When he failed to pay his April rent, he got a delinquent notice. This said he had until May 1 to pay the full April amount, but that means he’d owe double rent then (with his restaurant shuttered for in-store dining now until at least May 5).
So that’s one landlord. What Sauvage heard back from landlord two surprised him even more.
BB’s has another location on the Ave in the University District, in a building owned for decades by the Timberlake family. If you recognize that name you may have had your teeth cleaned by a Timberlake — they’ve been doing dentistry in the U District since the 1940s. The patriarch, Wayne Timberlake, died last year, and the low-slung commercial building is run by one of his sons, Todd Timberlake.
“In consideration of the effect COVID-19 has had on the economy, with the U-District being particularly hard hit, the landlord will not be charging base rent,” the Timberlake’s property manager wrote to BB’s Teriyaki, in March. “Given that all restaurants are now closed down, Todd is not going to charge the base rent for either April or May.”
The tenants also include a nail salon, an Irish pub and the University Ave Barber Shop, which has been cutting Husky heads for 75 years (you can still get a “buzz cut” for only $14). All these businesses now are closed by the government’s order.
“It’s a lifesaver that the Timberlakes gave us all free rent,” Sauvage said. “It means so much to us during this time of need, and will not go forgotten.”
It’s probably no coincidence that landlord one is an out-of-state corporate conglomerate, while landlord two is a multigeneration local family, Sauvage said.
But he’s been mulling his experience, and wondering: What is the right course? It’s complicated because while free rent in a crisis is a remarkable community gift, it’s hardly an option for every building owner. It also can’t be sustained. April 1 apparently passed without widespread default around Seattle, but May 1 could be a different story.
The $2.2 trillion relief bill from Congress has a fund to help small businesses, though it’s mostly designed to keep paying workers. Tenants have also won short-term relief from eviction. There hasn’t been much similar help for landlords.
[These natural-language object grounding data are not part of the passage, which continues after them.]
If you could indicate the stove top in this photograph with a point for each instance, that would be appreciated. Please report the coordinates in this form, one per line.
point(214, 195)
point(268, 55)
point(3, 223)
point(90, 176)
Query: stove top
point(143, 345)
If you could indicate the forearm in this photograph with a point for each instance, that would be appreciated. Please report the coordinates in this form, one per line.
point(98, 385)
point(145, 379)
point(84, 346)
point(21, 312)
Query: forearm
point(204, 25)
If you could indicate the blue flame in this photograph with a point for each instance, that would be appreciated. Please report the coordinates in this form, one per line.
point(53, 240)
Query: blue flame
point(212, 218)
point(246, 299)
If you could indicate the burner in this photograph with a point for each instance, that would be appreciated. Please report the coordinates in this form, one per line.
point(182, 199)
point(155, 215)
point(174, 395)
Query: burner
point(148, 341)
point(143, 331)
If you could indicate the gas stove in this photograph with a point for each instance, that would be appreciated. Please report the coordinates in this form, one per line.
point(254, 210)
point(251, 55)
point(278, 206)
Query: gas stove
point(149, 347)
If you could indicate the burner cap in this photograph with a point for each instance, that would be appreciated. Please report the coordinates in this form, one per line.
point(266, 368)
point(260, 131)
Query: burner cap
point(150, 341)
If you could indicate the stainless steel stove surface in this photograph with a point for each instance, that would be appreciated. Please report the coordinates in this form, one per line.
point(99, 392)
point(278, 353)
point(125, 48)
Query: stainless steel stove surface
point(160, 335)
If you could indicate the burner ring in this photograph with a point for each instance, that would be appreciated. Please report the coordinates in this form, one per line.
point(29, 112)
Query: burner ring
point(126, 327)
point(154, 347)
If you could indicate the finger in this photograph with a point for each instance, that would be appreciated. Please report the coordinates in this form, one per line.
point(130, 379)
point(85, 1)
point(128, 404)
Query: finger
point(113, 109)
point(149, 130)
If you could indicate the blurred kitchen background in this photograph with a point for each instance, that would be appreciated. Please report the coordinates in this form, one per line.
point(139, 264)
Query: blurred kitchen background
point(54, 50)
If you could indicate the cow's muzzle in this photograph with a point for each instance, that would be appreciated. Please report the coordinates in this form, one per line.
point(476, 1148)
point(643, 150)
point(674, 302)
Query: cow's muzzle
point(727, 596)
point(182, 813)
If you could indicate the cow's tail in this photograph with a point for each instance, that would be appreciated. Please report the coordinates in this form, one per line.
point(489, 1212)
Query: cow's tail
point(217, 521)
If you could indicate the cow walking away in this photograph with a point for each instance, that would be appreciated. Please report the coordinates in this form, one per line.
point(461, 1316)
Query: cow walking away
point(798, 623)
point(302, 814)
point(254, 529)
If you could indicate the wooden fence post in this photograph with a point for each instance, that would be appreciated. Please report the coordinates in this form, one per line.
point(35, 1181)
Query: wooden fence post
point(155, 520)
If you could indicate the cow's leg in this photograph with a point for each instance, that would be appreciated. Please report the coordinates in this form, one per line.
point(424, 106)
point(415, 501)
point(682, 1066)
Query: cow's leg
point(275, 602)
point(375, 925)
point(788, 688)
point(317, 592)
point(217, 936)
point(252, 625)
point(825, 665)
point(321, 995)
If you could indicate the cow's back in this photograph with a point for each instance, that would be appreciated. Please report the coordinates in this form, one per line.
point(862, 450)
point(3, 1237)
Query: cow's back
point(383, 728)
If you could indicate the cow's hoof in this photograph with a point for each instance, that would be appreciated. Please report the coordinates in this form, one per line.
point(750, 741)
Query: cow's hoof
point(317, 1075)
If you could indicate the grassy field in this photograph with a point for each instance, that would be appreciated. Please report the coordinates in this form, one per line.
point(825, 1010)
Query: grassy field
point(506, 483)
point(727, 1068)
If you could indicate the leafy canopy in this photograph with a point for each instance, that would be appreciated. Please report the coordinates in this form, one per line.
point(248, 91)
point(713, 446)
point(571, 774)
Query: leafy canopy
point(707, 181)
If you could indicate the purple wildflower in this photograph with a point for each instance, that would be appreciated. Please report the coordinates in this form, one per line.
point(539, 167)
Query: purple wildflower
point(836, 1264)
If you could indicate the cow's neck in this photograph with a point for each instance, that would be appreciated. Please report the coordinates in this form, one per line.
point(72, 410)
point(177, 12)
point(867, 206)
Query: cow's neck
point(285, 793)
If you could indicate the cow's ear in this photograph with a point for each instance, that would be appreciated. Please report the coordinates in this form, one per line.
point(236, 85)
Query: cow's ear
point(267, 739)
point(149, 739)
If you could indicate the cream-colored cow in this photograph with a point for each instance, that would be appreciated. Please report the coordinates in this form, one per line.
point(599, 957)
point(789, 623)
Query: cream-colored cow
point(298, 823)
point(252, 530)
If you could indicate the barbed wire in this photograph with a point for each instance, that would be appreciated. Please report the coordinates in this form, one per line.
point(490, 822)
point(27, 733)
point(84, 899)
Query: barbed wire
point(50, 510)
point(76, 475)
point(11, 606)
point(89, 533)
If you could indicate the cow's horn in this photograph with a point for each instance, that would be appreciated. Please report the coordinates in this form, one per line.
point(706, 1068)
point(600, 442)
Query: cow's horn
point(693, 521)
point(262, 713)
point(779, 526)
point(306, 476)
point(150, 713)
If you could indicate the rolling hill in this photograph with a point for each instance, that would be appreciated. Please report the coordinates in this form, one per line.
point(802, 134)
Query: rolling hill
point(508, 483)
“If the government shuts down your business, you can’t be expected to pay rent,” Sauvage said. “But the building owners can’t take the whole weight either. So where should the burden lie?”
I don’t know the answer. It likely lies somewhere between the first-responder selflessness of the Timberlakes and the calculating “you pay our legal bills and we’ll get back to you.”
The difficulty, though, is that the continuum suggested by this tale of two landlords is playing out everywhere at once. Multiply it by tens of thousands and that’s just Seattle. It’s a pressure cooker building up to May 1, when the rent, again, is coming due.
“It seems like the government is going to have to intervene and help figure this out,” Sauvage said. It’s got three weeks.